In case you missed it, the formerly secret “employee handbook” of the US Senate has been obtained and published by USA Today. Odd, isn’t it, that while the House of Representatives rulebook has always been public, the Senate’s has been a closely guarded secret. If you’re wondering what they’ve been hiding, and whether your senator or any senator has been “playing by the rules,” you can now read the 380-page “compilation of the policies and regulations governing office administration, equipment and services, security and financial management” for yourself:
USA Today noted that some pages relating to national security were redacted (10 pages regarding law enforcement operations and bomb threats), but that otherwise the above is complete. You can still read all the regs regarding ID cards, potted plants, flags in the hallway, office assignments (seniority!), paper allotments and, of course, travel expenses.
For example, reporters are not allowed to read newspapers in the senate chamber. I wonder if that means paper and electronic versions? I’m guessing the rule was for appearance’s sake on television, or perhaps so as not to appear rude or disinterested while the senators were conducting business. But with all newspapers now available on mobile devices, I’m guessing rule violations go unnoticed.
And about that paper allocation:
“Each Senator receives annual paper allowances for blank paper, letterhead paper and envelopes” based on population with a formula of “one and one-third sheets of blank paper per adult constituent.” Thus the Illinois senators each receive 11,605,333 sheets of blank paper; the West Virginia senators receive only 1,874,667.

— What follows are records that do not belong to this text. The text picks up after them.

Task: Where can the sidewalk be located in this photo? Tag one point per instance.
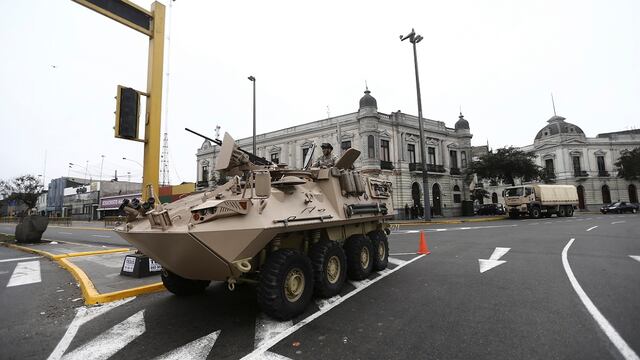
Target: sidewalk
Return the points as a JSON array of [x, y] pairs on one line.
[[95, 267]]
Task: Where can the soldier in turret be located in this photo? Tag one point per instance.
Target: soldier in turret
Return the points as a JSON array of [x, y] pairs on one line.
[[327, 159]]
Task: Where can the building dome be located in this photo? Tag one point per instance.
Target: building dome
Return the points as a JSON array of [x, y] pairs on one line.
[[462, 123], [368, 100], [558, 125]]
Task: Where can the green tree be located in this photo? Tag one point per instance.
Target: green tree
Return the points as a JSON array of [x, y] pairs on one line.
[[25, 188], [506, 164], [628, 165]]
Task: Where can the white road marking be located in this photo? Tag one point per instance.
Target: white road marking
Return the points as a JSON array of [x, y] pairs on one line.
[[494, 260], [20, 259], [604, 324], [25, 273], [197, 349], [395, 261], [259, 352], [111, 341], [83, 315]]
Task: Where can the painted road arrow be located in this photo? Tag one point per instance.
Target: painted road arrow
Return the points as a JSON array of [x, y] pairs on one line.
[[494, 260]]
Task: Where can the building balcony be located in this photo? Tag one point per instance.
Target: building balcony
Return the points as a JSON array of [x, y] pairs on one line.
[[430, 167], [386, 165]]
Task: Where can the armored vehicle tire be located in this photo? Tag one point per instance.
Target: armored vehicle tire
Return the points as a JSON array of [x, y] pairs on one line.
[[562, 211], [329, 267], [359, 257], [380, 245], [286, 284], [181, 286], [535, 212]]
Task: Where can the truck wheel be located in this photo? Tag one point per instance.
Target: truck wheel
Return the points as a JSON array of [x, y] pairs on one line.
[[181, 286], [562, 211], [535, 213], [286, 284], [380, 245], [359, 257], [329, 267]]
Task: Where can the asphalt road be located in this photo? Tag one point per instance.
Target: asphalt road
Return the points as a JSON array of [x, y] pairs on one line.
[[437, 306]]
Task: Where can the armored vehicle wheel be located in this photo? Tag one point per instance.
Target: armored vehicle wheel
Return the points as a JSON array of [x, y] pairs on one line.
[[380, 245], [181, 286], [286, 284], [329, 267], [359, 257], [562, 211], [535, 212]]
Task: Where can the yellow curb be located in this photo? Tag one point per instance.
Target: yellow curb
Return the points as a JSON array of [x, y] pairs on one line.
[[92, 296], [89, 253]]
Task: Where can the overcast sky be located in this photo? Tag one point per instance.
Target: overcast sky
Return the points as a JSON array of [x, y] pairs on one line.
[[498, 60]]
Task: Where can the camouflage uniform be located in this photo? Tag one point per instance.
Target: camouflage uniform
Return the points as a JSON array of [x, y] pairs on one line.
[[326, 161]]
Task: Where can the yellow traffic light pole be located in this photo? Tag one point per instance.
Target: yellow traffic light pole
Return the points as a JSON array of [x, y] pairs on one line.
[[150, 23]]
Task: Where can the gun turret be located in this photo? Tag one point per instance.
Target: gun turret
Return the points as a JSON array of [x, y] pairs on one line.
[[252, 157]]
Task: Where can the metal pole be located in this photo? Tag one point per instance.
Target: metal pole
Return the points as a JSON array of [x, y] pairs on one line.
[[413, 38]]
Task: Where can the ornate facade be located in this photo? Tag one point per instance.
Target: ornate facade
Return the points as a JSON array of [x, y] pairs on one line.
[[389, 146]]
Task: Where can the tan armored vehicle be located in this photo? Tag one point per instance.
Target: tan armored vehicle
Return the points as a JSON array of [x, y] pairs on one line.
[[294, 233]]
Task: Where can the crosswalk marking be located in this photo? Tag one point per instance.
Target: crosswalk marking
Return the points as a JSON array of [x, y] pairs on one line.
[[111, 341], [27, 272]]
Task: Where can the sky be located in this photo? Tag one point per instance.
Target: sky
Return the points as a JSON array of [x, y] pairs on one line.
[[498, 61]]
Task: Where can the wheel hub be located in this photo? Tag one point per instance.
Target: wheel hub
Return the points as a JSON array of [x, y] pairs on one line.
[[294, 285], [333, 269]]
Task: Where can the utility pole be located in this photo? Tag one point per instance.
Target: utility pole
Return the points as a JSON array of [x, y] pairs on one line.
[[414, 39]]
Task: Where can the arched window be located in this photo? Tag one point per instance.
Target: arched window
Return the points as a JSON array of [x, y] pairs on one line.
[[633, 194], [606, 195], [372, 146]]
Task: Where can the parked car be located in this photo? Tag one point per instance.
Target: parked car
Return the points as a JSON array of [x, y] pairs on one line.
[[619, 208], [490, 209]]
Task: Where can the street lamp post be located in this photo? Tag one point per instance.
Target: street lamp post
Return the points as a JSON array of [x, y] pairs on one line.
[[414, 39], [253, 80]]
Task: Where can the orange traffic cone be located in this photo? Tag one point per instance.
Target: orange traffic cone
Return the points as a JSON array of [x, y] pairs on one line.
[[423, 249]]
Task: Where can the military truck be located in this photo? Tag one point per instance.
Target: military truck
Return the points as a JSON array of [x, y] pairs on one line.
[[291, 232], [539, 200]]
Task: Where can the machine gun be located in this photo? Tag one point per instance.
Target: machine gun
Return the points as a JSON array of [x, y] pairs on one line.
[[252, 157]]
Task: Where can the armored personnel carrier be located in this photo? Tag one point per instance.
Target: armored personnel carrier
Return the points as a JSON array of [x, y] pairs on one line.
[[293, 233]]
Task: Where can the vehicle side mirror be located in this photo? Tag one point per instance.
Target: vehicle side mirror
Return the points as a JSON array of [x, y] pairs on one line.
[[263, 183]]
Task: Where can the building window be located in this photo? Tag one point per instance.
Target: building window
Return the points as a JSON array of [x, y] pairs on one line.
[[600, 160], [384, 150], [372, 147], [205, 173], [411, 148], [456, 194], [548, 167], [454, 158], [576, 165], [606, 195], [432, 155]]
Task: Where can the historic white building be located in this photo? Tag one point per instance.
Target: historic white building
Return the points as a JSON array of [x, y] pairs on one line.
[[389, 146], [568, 156]]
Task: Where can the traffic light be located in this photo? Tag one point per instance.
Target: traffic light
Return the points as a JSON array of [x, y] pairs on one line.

Other rules noted by the Washington Post:
The architect of the Capitol can provide a compact refrigerator for a senator’s office and a piano for events.
When the Senate is in session, music is prohibited in the Senate wing of the Capitol. However, music is allowed after 5 p.m. while the Senate is in recess. If you want to sing in Senate spaces, you must obtain a waiver.
Former senators are still allowed to use Senate dining rooms — on a limited basis. You are also allowed to get haircuts at the Senate hair salon.
If you want to put a U.S. flag or your state flag outside your office, the Senate Stationary Office can get those for you. But you have to bring the flags into your office every night.
The U.S. Botanical Garden has a loaning library of plants for Senate offices. But you can only borrow three at a time, and only six total during an entire year.
The Office of Printing Services keeps a running tally of how many sheets of blank paper Senate offices have used.
Senators are allotted a total of 50 picture frames every year. This number includes a maximum of 20 gold picture frames.
The rules explicitly prohibit senators from using appropriated funds for holiday cards.
As for the rules on travel expenses, well, if you’ve ever had to itemize travel expenses for an employer, you know how that works …
But hey, isn’t it refreshing to know our senators actually have some rules governing their behavior?